自分の作品が、わたしにとって大切で大好きな人たちがこうして同じ場所に一度に集まる理由になれたことが、この上ない幸せだった。
この帰り道が、ずっと続けばいいのになと思った。



一夜明けた翌日も、まだ夢の中にいるような、意識が自分の身体を離れて空中を漂っているような気分だった。ああ、早くあの日のことを書かなきゃと思いつつも、びゅんびゅん進んでいく時間に抗うように、自分の中の感覚をぼーっと見つめていた。

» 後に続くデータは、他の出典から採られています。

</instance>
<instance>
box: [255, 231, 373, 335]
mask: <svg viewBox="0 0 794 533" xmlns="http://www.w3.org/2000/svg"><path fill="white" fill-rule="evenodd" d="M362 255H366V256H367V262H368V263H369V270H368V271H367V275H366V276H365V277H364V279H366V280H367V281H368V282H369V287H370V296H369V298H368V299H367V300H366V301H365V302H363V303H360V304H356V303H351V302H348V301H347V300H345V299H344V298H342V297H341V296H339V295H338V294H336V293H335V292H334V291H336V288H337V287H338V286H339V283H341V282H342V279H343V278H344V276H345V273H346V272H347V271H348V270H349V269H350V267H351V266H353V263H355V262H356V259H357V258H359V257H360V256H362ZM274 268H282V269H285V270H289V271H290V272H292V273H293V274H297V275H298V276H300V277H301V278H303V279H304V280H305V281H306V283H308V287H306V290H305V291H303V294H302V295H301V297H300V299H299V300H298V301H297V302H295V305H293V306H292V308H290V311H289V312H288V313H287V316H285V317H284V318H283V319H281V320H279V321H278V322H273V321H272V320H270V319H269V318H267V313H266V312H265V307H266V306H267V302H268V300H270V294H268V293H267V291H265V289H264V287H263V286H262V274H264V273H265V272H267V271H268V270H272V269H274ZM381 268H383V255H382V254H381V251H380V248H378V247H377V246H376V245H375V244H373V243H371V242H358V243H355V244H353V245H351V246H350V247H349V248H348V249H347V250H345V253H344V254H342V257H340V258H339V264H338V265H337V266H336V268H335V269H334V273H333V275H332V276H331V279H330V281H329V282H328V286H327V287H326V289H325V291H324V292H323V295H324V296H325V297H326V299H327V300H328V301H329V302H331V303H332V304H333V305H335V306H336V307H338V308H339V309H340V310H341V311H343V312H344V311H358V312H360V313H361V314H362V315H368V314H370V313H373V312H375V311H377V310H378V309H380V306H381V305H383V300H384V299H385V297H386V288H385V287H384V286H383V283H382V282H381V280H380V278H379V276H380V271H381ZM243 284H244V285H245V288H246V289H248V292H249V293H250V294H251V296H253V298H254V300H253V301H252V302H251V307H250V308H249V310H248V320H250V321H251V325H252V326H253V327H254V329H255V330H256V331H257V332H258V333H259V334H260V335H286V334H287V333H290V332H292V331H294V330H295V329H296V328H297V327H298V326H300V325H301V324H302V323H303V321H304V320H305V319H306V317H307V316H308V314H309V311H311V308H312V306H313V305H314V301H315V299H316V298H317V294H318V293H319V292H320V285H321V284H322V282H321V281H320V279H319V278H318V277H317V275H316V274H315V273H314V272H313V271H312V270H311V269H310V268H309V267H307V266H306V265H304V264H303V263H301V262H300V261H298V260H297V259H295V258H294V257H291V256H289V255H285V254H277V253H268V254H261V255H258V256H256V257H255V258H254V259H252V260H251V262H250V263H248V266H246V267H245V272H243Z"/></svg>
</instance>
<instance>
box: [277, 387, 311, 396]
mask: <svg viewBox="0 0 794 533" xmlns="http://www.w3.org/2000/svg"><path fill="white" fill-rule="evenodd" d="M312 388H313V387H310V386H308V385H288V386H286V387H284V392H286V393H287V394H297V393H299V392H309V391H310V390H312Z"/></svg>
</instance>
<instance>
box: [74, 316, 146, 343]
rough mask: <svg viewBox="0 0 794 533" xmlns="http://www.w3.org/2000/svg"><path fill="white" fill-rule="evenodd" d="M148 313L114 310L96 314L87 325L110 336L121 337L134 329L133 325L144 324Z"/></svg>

それでも、そんなわたしに構うことなく時は過ぎ去っていくし、もしかすると、12月16日の日のこともいつかは忘れてしまうかもしれない。それでも、自分の中にあるものを見つめ続け、掘り下げながら積み上げてきた時間が、誰かのこころの琴線に触れることができたという事実は、今後もわたしを支え続けるだろう。


映像は58分で終わってしまったが、今後もわたしの物語は何十年も続いていく。

その中で、2016年12月16日は栞となって、その物語のページを進めていくだろう。







本作をご覧いただいた方から、映画祭に出してしてみないかとのお話をいただき、埼玉県所沢市で行われる「ところざわ学生映画祭」へ応募することになりました。ただいまその45分バージョンを編集中です。よりたくさんの方々にご覧いただけるように頑張ります。